In 1974, Granger and Newbold (Granger won noble prize later) found that two non-stationary series may also yield spurious results even if there is no missing variable. This finding only added another reason to the possible reasons of spurious regression. Neither this finding can be used to argue that the non-stationarity is one and only reason of spurious regression nor this can be used to argue that the spurious regression is time series phenomenon. However, unfortunately, the economists adapted the two misperception. First, they thought that spurious regression is time series phenomenon and secondly, although not explicitly stated, it appears that the economists assume that the non-stationarity is the only cause of spurious regression. Therefore, although not explicitly stated, most of books and articles discussing the spurious regression, discuss the phenomenon in the context of non-stationary time series.
Granger and his coauthors in 1998 wrote a paper entitled “Spurious regressions with stationary series”, in which they show that spurious regression can occur in the stationary data. Therefore, they clear one of the common misconception that the spurious regression is only due to non-stationarity, but they were themselves caught in the second misconception that the spurious regression is time series phenomenon. They define spurious regression as “A spurious regression occurs when a pair of independent series but with strong temporal properties, are found apparently to be related according to standard inference in an OLS regression”. The use of term temporal properties implies that they assume the spurious regression to be time series related phenomenon. But a 100 years ago, Pearson has shown the spurious regression a cross-sectional data.
The unit root and cointegration analysis were developed to cope with the problem of spurious regression. The literature argues that spurious regression can be avoided if there is cointegration. But unfortunately, cointegration can be defined only for non-stationary data. What is the way to avoid spurious regression if the underlying are stationary? The literature is silent to answer this question.
Pesaran et al (1998) developed a new technique ‘ARDL Bound Test’ to test the existence of level relationship between variables. People often confuse the level relationship with cointegration and the common term used for ARDL Bound test is ARDL cointegration, but the in reality, this does not necessarily imply cointegration. The findings of Bound test are more general and imply cointegration only under certain conditions. The ARDL is capable of testing long run relationship between pair of stationary time series as well as between pair of non-stationary time series.
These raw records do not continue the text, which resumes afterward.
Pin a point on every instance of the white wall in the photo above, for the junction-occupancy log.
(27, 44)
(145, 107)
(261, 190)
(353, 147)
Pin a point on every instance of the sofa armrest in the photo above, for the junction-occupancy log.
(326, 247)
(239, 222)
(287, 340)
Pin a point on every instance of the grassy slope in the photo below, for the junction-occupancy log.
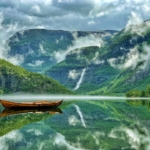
(18, 79)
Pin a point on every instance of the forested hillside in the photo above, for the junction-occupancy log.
(16, 79)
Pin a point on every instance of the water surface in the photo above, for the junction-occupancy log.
(82, 125)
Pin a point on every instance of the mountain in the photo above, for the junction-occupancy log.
(16, 79)
(119, 65)
(40, 49)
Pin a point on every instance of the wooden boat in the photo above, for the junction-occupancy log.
(37, 104)
(9, 112)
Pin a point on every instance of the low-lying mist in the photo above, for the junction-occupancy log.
(35, 97)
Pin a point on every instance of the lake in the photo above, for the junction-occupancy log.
(79, 125)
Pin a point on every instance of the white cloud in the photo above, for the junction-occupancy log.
(80, 42)
(134, 19)
(73, 120)
(41, 49)
(91, 22)
(73, 74)
(36, 9)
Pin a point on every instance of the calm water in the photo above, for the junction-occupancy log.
(79, 125)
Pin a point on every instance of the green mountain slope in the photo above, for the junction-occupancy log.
(121, 64)
(16, 79)
(40, 49)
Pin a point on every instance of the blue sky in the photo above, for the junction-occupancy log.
(82, 15)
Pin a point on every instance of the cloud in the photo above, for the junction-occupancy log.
(80, 42)
(73, 74)
(6, 32)
(73, 120)
(78, 15)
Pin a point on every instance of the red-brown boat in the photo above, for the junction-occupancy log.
(37, 104)
(10, 112)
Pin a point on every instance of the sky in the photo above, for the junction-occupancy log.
(83, 15)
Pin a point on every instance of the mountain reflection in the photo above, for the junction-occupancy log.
(8, 112)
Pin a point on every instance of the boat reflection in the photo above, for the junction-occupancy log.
(9, 112)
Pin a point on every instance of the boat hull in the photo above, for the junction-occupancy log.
(38, 104)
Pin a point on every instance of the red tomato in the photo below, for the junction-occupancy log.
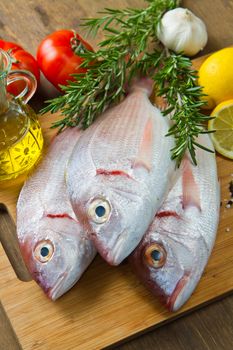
(57, 59)
(21, 60)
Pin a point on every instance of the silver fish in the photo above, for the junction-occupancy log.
(118, 173)
(174, 251)
(54, 245)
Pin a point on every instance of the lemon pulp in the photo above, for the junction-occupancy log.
(223, 124)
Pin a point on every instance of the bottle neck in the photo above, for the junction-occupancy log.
(4, 104)
(4, 66)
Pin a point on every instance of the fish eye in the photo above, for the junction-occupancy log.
(99, 210)
(43, 251)
(155, 255)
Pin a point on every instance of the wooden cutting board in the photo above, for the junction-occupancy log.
(108, 304)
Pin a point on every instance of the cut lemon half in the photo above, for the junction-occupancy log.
(223, 124)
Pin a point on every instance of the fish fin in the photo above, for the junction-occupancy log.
(191, 193)
(144, 157)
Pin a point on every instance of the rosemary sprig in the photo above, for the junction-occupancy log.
(124, 53)
(176, 81)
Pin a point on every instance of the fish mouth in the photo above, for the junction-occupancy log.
(181, 293)
(55, 292)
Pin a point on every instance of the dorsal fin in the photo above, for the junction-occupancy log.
(145, 151)
(191, 193)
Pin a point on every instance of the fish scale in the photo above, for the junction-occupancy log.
(183, 232)
(123, 147)
(46, 220)
(121, 166)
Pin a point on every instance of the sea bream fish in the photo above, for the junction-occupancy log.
(174, 251)
(53, 243)
(118, 173)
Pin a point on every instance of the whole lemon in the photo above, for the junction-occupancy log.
(216, 77)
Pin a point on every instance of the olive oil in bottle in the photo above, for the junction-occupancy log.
(21, 138)
(21, 142)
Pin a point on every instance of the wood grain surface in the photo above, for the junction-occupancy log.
(32, 22)
(9, 340)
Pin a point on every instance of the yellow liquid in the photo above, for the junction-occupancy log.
(21, 142)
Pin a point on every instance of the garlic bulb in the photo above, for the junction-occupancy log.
(181, 31)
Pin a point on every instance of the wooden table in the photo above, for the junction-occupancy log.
(27, 22)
However, the long run relationship between stationary time series cannot be termed as cointegration because by definition cointegration is the long run relationship between stationary time series.
In fact, ARDL bound test is a better way to deal with the spurious regression in stationary time series, but several misunderstandings about the test has restricted the usefulness of the test. We will discuss the use and features of ARDL in a future blog.